A few years ago, I read an essay that briefly examined the TV series Battlestar Galactica from a Stoic perspective.* I knew almost nothing about Stoicism, but the essay and its depiction of the philosophy lingered in my memory, so when I learned of a new book on Stoicism recently, I tracked a copy down. A Guide to the Good Life: The Ancient Art of Stoic Joy by William B. Irvine isn’t the first attempt to explain Stoicism to a modern audience, but this book seems to be better known than some of its predecessors. Having a better grasp now of what Stoicism is, I find myself comparing it to Paganism. If the two turn out to have some incompatibilities, it will be a mite ironic—after all, many modern Pagans would view the ancient Greek and Roman Stoics as Pagans as well.
Consider this: Stoicism advocates a practice that Irvine terms “negative visualization.” Negative visualization (and I’m condensing this considerably from Irvine’s book, which in turn summarizes multiple Stoic sources) involves imagining that you have lost what you value. The goals are
- to come up with ways to prevent these losses,
- to reduce the emotional impact when inevitable loss does occur, and
- to forestall or reverse hedonic adaptation (the tendency for people to get bored with what they have, and want a bigger house, a different relationship, etc.) and learn to desire what you already have—that is, to really appreciate the people and things in your life and not take them for granted.
But wait. Many Pagans believe that you create your own reality. Indeed, focusing on a desired outcome is a key part of Pagan magic. Negative visualization isn’t at all about wanting bad things to happen, but it does mean focusing on them. When it occurred to me how negative visualization could look from a Pagan perspective, I admit I didn’t rush in to trying it. I’ve never been sure how far I believe that you create your own reality, but it might be time to ponder that. After all, desensitizing myself to loss is one thing; literally inviting disaster would be overkill.
Reading beyond Irvine’s book, I’ve learned that the ancient Stoics had considered this perspective and rejected it. As Seneca the Younger wrote,
Who of us ever looked upon his possessions with the thought that he would die? Who of us ever ventured to think upon exile, upon want, upon grief? Who, if he were urged to reflect upon these things would not reject the idea as an unlucky omen, and demand that those curses pass over to the head of an enemy or even to that of his untimely adviser? You say: “I did not think it would happen.” Do you think there is anything that will not happen, when you know that it is possible to happen, when you see that it has already happened to many? . . . He robs present ills of their power who has perceived their coming beforehand.

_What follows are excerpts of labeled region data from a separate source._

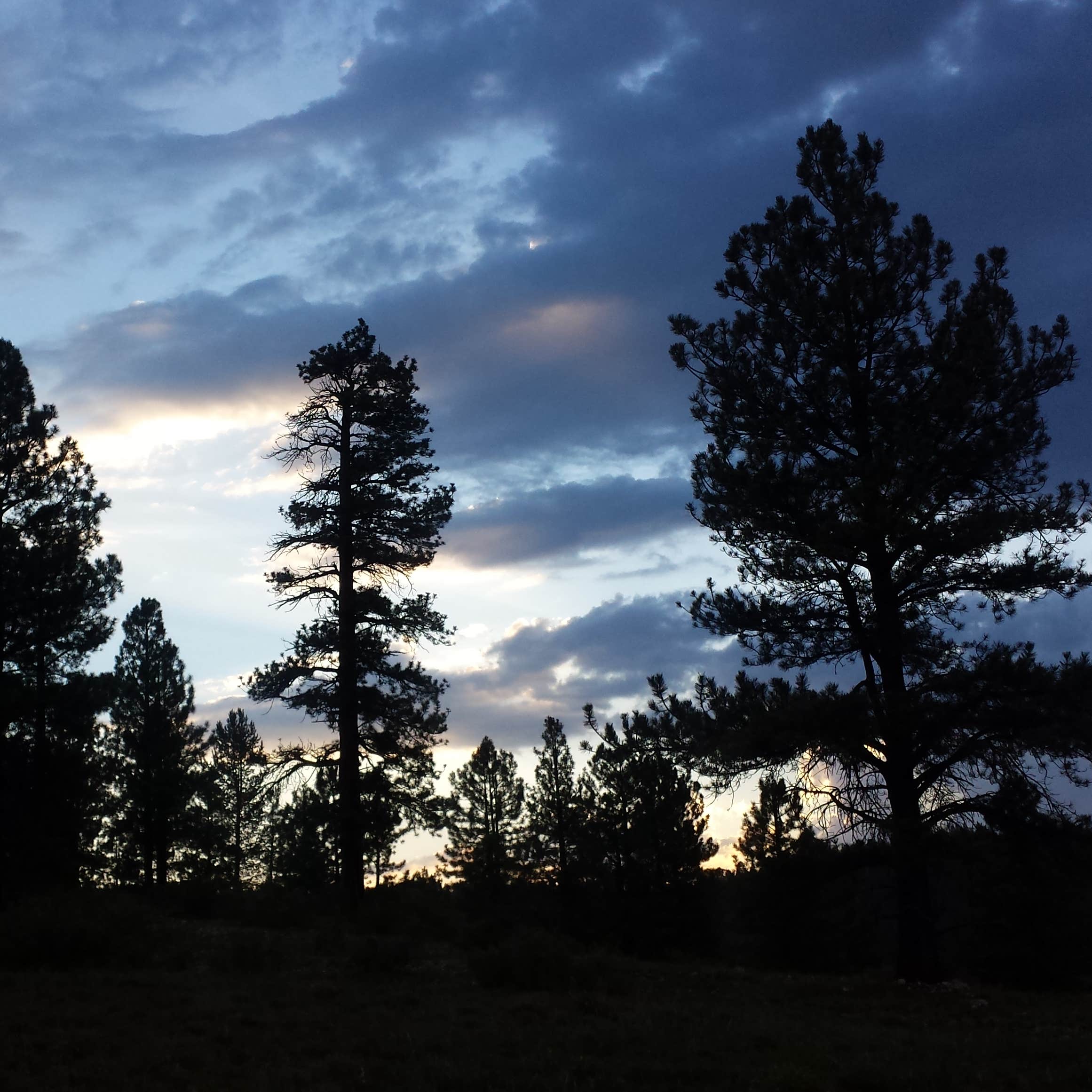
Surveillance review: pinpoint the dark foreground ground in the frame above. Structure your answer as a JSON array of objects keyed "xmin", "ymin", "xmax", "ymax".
[{"xmin": 0, "ymin": 886, "xmax": 1092, "ymax": 1092}]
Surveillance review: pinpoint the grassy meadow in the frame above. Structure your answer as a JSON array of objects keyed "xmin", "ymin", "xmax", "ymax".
[{"xmin": 0, "ymin": 892, "xmax": 1092, "ymax": 1092}]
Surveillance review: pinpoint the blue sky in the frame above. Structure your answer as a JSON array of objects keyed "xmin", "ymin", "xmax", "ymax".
[{"xmin": 0, "ymin": 0, "xmax": 1092, "ymax": 865}]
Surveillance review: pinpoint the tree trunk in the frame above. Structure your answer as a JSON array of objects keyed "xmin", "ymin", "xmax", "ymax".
[
  {"xmin": 235, "ymin": 800, "xmax": 242, "ymax": 888},
  {"xmin": 337, "ymin": 406, "xmax": 364, "ymax": 911},
  {"xmin": 888, "ymin": 759, "xmax": 940, "ymax": 981},
  {"xmin": 155, "ymin": 819, "xmax": 170, "ymax": 886}
]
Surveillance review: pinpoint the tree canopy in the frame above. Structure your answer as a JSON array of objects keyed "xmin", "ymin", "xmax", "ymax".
[{"xmin": 654, "ymin": 121, "xmax": 1092, "ymax": 977}]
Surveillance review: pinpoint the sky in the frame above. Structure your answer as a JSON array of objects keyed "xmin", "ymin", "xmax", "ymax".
[{"xmin": 0, "ymin": 0, "xmax": 1092, "ymax": 862}]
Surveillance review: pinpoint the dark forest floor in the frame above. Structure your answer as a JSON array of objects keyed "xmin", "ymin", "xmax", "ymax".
[{"xmin": 0, "ymin": 891, "xmax": 1092, "ymax": 1092}]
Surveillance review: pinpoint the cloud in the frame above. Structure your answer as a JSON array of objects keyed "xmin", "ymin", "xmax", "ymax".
[
  {"xmin": 449, "ymin": 595, "xmax": 740, "ymax": 747},
  {"xmin": 444, "ymin": 475, "xmax": 690, "ymax": 568}
]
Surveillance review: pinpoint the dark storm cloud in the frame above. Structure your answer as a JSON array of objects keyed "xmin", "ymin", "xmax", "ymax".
[
  {"xmin": 31, "ymin": 277, "xmax": 356, "ymax": 417},
  {"xmin": 448, "ymin": 595, "xmax": 740, "ymax": 747},
  {"xmin": 444, "ymin": 475, "xmax": 690, "ymax": 567},
  {"xmin": 15, "ymin": 0, "xmax": 1092, "ymax": 478}
]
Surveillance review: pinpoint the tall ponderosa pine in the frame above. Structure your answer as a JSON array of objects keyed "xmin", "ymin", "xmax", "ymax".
[
  {"xmin": 0, "ymin": 340, "xmax": 121, "ymax": 882},
  {"xmin": 658, "ymin": 121, "xmax": 1090, "ymax": 977},
  {"xmin": 111, "ymin": 598, "xmax": 209, "ymax": 886},
  {"xmin": 528, "ymin": 716, "xmax": 590, "ymax": 886},
  {"xmin": 250, "ymin": 320, "xmax": 454, "ymax": 905},
  {"xmin": 209, "ymin": 709, "xmax": 270, "ymax": 886},
  {"xmin": 442, "ymin": 736, "xmax": 524, "ymax": 885}
]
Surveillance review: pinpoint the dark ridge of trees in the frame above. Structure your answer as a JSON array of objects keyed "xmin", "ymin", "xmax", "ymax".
[
  {"xmin": 732, "ymin": 772, "xmax": 816, "ymax": 871},
  {"xmin": 111, "ymin": 598, "xmax": 210, "ymax": 886},
  {"xmin": 0, "ymin": 340, "xmax": 121, "ymax": 894},
  {"xmin": 528, "ymin": 716, "xmax": 594, "ymax": 888},
  {"xmin": 652, "ymin": 121, "xmax": 1092, "ymax": 980},
  {"xmin": 583, "ymin": 705, "xmax": 718, "ymax": 891},
  {"xmin": 0, "ymin": 122, "xmax": 1092, "ymax": 988},
  {"xmin": 249, "ymin": 319, "xmax": 454, "ymax": 905},
  {"xmin": 441, "ymin": 736, "xmax": 525, "ymax": 886}
]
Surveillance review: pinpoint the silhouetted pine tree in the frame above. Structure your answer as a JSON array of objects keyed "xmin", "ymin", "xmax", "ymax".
[
  {"xmin": 655, "ymin": 121, "xmax": 1092, "ymax": 979},
  {"xmin": 733, "ymin": 773, "xmax": 815, "ymax": 871},
  {"xmin": 269, "ymin": 766, "xmax": 340, "ymax": 891},
  {"xmin": 111, "ymin": 598, "xmax": 209, "ymax": 886},
  {"xmin": 582, "ymin": 705, "xmax": 718, "ymax": 891},
  {"xmin": 360, "ymin": 766, "xmax": 405, "ymax": 888},
  {"xmin": 209, "ymin": 709, "xmax": 270, "ymax": 886},
  {"xmin": 250, "ymin": 320, "xmax": 454, "ymax": 905},
  {"xmin": 441, "ymin": 736, "xmax": 524, "ymax": 885},
  {"xmin": 0, "ymin": 340, "xmax": 121, "ymax": 883},
  {"xmin": 528, "ymin": 716, "xmax": 591, "ymax": 886}
]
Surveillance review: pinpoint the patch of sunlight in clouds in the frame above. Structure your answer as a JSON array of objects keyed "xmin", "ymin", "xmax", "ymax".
[{"xmin": 80, "ymin": 403, "xmax": 285, "ymax": 469}]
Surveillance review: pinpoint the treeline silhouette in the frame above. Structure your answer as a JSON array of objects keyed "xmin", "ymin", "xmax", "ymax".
[{"xmin": 0, "ymin": 121, "xmax": 1092, "ymax": 981}]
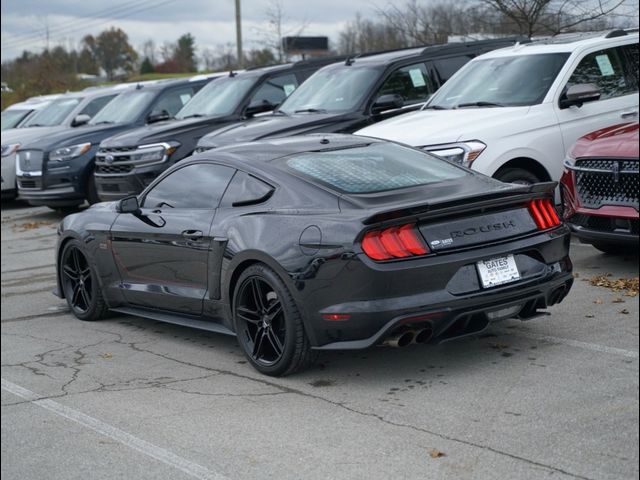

It was reassuring to read that. It was just so darn reasonable. I find the Stoic view on misfortune attractive in its own way. It’s not that I think that dwelling on how I will feel if I lose my job or my apartment catches on fire or someone I love dies will be a pleasant experience, but there’s a certain relief in a philosophy that acknowledges that these things do happen, but that it has nothing to do with you personally. The belief that you create your own reality puts a tremendous amount of responsibility on you if that reality is flawed, and most are.
So is this my farewell post before I shut down this blog and run off to become a Stoic? Hardly. I don’t think negative visualization is a universal answer any more than positive thinking is, nor is it the entirety of Stoicism any more than magic is the entirety of Paganism. Perhaps one can deepen the other. Regardless, it probably won’t hurt to think more about how they might interact—and it gives me a summer reading project.
*”How To Be Happy After the End of the World” by Erik D. Baldwin. In Battlestar Galactica and Philosophy: Knowledge Here Begins Out There edited by Jason T. Eberl (Blackwell Publishing, 2008).